Ao tentar responsabilizar membro da advocacia pública por crime de hermenêutica, os Tribunais de Contas estão, por via transversa, a impor uma inconstitucional subordinação hermenêutica do advogado público, conspurcando a inviolabilidade por suas manifestações no exercício da profissão, o que não se coaduna com a independência técnica inerente à advocacia.

Consoante magistral decisão do ministro Luiz Fux no mandado de segurança nº 35.196/DF, atribuir responsabilidade a pareceristas apenas por adotarem interpretação jurídica diversa da defendida pela equipe de auditoria trará efeitos danosos para a Administração Pública, desestimulando a adoção de teses inovadoras das quais poderiam advir soluções mais adequadas ao interesse público in concreto. Em vez de viabilizarem políticas públicas, os advogados públicos se tornariam meros burocratas atados a procedimentos mais longos, difíceis e custosos, num engessamento que não corresponderia a um retorno em moralidade pública, mas em ineficiência.

 


[1] Obras Completas, Vol. XXIII, Tomo III, p. 227/240). Apud ARAS, Vladimir. Rui Barbosa e o crime de hermenêutica de Mendonça Lima. Disponível em https://www.jota.info/opiniao-e-analise/artigos/rui-barbosa-e-o-crime-de-hermeneutica-de-mendonca-lima-24042017. Acesso em 01.Nov. 2020.

[2] "Artigo 184 — O membro da advocacia pública será civil e regressivamente responsável quando agir com dolo ou fraude no exercício de suas funções".

[3] MS 35196/DF; RHC Nº 82.377 — MA; RESP 1.454.640/ES.
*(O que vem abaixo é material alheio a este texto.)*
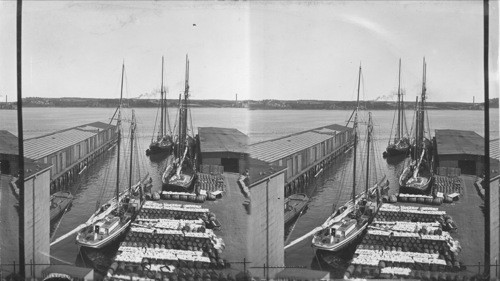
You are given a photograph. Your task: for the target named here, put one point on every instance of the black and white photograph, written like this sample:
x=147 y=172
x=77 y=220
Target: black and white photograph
x=249 y=140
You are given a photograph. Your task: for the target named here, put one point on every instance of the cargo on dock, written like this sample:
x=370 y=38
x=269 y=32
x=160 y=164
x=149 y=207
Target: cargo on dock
x=416 y=241
x=70 y=150
x=304 y=154
x=224 y=147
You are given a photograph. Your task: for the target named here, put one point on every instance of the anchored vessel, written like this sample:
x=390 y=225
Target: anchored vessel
x=418 y=175
x=348 y=223
x=164 y=142
x=59 y=202
x=112 y=219
x=401 y=142
x=180 y=172
x=294 y=205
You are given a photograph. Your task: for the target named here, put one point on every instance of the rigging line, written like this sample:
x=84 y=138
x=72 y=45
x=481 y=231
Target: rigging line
x=392 y=127
x=156 y=120
x=191 y=121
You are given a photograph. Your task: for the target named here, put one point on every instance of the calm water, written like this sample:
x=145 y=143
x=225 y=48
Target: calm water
x=259 y=125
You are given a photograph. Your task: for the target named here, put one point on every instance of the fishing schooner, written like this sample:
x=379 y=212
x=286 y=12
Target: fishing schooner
x=180 y=171
x=348 y=223
x=400 y=145
x=417 y=177
x=164 y=142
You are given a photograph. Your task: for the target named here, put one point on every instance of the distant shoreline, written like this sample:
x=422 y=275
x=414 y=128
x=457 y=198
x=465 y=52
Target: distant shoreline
x=249 y=104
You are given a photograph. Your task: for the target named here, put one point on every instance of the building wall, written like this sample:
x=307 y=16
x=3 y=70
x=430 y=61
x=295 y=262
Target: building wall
x=452 y=161
x=65 y=158
x=494 y=228
x=266 y=228
x=37 y=223
x=214 y=158
x=12 y=162
x=303 y=160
[4] "Artigo 133 — O advogado é indispensável à administração da Justiça, sendo inviolável por seus atos e manifestações no exercício da profissão, nos limites da lei".

[5] "Artigo 2º — (…) §3º. No exercício da profissão, o advogado é inviolável por seus atos e manifestações, nos limites desta lei".

[6] "Artigo 6º — Não há hierarquia nem subordinação entre advogados, magistrados e membros do Ministério Público, devendo todos tratar-se com consideração e respeito recíprocos. Parágrafo único. As autoridades, os servidores públicos e os serventuários da justiça devem dispensar ao advogado, no exercício da profissão, tratamento compatível com a dignidade da advocacia e condições adequadas a seu desempenho".

[7] "Artigo 7º — São direitos do advogado: I. exercer, com liberdade, a profissão em todo o território nacional".